19 August 2014

$600,000 VA Contract to "Help" Agent Orange-Exposed Veterans With Claims

Not the contractor. I wish we'd had $600,000 for research!
Really? VA spent the money only to "help" us?

No.

 Veterans Benefits Administration spent $600,000 on a no-bid, sole-source unsolicited consulting contract to "help" veterans with post-Vietnam Agent Orange claims...by getting the claims denied and reducing subsequent appeals. VA even emphasized his work would help VA assure veterans of assistance in researching their claims, meeting that statutory requirement. But in fact, from what we've been allowed to read, ot a word in the 25 or so reports support post-Vietnam exposure claims.

In his proposal, the consultant wrote:
"Although the Department presumes exposure for Vietnam veterans and US Korean  veterans, this is not the case for veterans potentially exposed outside of Vietnam or Korea. For these cases, the Department of Veterans Affairs has been placed in a very difficult position, because without appropriate record identification, the Department has had to rely upon minimal documentation, and often only on the unsubstantiated documentation, to determine the validity of the veteran’s claim. Clearly, it would have been beneficial to all parties to have had all the available records related to the allegation or incident."
The real suggestion here was that post-Vietnam exposure claims needed to be obstructed. As for the catagorization of all available resources, that certainly would be helpful, but only if the consultant included reports, publications and other materials supporting the vets' exposure argument along with the VA's efforts to obstruct their claims. Beneficial?

Hardly. This consultant defends the innocence of Agent Orange, and insists that no veterans of Vietnam were actually exposed. His consistent view, his predictable view, that closed-mind made this consultant the go-to expert for VA to use preventing C-123 Agent Orange exposure claims.

And his proposal even dismisses our claims by calling them "allegations." Mr. Consultant, an allegation by definition is typically put forward without proof, but we've offered our proof for our claims! For years, at least since 2004 as best we can tell, the consultant has led the VA in redefinition of exposure to require bioavailability. That is because redefining exposure against us is the only "out" VA has available to deny our claims.

Three times VA assured Congress and veterans via the Federal Register that exposed veterans in situations other than Vietnam will be treated with the same presumptive service connection as Vietnam veterans.
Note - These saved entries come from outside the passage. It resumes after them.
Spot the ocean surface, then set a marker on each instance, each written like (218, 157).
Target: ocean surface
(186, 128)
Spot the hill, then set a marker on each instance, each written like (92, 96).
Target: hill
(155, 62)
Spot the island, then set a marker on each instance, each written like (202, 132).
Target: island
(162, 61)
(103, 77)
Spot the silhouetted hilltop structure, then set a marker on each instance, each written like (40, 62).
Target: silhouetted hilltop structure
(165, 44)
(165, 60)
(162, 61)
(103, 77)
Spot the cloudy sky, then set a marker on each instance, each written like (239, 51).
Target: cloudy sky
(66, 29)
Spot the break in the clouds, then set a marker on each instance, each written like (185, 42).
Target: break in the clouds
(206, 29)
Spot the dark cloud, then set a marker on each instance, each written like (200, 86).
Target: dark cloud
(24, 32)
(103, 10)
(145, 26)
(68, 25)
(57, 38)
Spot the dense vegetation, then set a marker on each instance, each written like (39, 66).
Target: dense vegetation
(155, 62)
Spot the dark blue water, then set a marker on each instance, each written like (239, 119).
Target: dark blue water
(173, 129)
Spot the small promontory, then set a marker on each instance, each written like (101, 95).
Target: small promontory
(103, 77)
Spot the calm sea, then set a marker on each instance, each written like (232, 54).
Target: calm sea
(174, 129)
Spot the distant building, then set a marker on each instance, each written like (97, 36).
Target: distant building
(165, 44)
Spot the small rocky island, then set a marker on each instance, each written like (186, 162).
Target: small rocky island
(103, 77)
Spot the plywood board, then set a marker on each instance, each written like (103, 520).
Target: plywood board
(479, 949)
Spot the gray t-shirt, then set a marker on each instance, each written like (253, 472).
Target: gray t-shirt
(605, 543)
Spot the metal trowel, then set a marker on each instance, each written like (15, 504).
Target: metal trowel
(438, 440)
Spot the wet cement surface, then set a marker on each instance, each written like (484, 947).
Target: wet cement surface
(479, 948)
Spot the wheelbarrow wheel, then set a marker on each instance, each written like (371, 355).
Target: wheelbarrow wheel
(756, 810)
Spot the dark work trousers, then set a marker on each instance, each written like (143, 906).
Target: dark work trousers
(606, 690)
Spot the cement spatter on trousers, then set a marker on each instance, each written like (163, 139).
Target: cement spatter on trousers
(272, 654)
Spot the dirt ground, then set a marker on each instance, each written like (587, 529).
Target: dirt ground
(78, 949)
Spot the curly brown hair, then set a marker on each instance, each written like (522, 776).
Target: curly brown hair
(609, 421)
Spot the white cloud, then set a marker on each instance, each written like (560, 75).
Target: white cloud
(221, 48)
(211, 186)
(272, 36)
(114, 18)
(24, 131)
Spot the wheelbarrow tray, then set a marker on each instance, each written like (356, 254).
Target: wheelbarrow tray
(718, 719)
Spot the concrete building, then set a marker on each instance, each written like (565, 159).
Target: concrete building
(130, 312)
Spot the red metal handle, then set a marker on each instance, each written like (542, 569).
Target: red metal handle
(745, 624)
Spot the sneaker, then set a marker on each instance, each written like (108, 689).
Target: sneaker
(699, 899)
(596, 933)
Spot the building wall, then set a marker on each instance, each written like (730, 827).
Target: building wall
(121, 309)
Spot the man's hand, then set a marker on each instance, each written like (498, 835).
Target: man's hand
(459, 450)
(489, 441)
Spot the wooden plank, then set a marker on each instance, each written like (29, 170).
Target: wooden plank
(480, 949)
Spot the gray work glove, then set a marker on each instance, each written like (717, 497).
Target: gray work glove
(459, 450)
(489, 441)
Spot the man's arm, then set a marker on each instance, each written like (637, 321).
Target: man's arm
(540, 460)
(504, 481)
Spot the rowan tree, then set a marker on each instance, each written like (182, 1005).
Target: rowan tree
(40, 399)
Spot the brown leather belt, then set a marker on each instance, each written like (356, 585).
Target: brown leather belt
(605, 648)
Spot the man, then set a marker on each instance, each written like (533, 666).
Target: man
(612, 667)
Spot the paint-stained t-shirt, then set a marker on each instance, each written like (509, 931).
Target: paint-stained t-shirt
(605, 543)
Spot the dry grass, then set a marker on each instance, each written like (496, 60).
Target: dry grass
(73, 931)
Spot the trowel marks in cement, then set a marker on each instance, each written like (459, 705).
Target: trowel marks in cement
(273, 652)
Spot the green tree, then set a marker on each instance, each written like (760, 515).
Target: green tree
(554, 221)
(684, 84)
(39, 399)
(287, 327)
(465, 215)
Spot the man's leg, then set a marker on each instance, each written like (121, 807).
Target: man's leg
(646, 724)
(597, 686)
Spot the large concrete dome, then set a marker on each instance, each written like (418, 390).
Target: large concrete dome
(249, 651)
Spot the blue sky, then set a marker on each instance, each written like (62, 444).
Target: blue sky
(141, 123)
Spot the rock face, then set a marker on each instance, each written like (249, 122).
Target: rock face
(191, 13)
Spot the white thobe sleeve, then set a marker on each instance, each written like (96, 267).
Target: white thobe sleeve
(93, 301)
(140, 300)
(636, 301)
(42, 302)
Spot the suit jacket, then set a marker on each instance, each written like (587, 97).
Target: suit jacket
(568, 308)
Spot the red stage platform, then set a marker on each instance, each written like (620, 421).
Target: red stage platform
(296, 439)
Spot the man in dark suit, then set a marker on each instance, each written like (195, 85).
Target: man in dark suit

The only requirement was proof of exposure. Now that contamination of the C-123s has been well-established, the consultant helped VA redefine the whole issue which apparently was first stated by VHA's Post Deployment Health Section in preparation for the October 2011 teleconference with C-123 veterans.  In the "VHA Issue Brief" VHA echoed the consultant's toxic logic from his 2011 article appearing in the journal of the Association of Military Surgeons of the United States.

Then VHA presented a poster at the 2012 Society of Toxicology in which they repeated their VA redefinition of exposure to prevent exposure claims: "exposure = contamination field + bioavailability." That was just a little line inserted in the poster's C-123 section, but it has become the foundation of VA's scheme to deny all C-123 claims. Every single one of them. Only Paul Bailey's claim, denied at first but approved over a year ago on reconsideration, has been okay'd, and since then VA has kept VHA's public promises to "draw the line somewhere" because "VA cannot permit a C-123 claim."

And VA certainly doesn't permit any claims. Rating officials even cite non-existent regulations or publications or scientific studies. There's no such thing1 One of the most recent claim denials stated:
"The VA and DOD have specifically provided guidance that such secondary exposure cannot be granted service connection, to include working on planes that carried or sprayed, or being stationed on vessels which transported the herbicide."
We should restate one terrific reason VA selected this consultant for the juicy no-bid contract: he holds C-123 aircrew veterans in terrible destain. Although he himself is a retired brother USAF officer, in 2011 he wrote a correspondent that C-123 veterans are "trash-haulers, freeloaders looking for a tax-free dollar from a sympathetic congressman. I have no respect." This is the consultant the VA selected to help tell themselves and IOM we were not exposed. This is the consultant having a terrifically negative impact on our claims.

He permitted no respect for our combat tours, or our Purple Hearts, our Distinguished Flying Crosses, our Air Medals, our POW Medals...no respect for our wings. Obviously VA, eager to prevent C-123 exposure claims, chose the right guy with the right attitude to trash our claims. VA knew about the consultant's insensitive comments and firm views against us because the veterans had brought the issues to the department's attention several times.

Imagine, however, if this gentleman was a consultant on VA employee health coverage. Imagine how unhappy VA employees would be if the same consultant had called government employees "trash-haulers, freeloaders" for whom he had no respect. They wouldn't tolerate it...they'd scream bloody murder! They'd know VA decisions about their health shouldn't be entrusted to that person.

But VBA feels it was a bargain, just $600,000 to help prevent C-123 exposure "allegations" which are, in fact, perfectly valid exposure claims!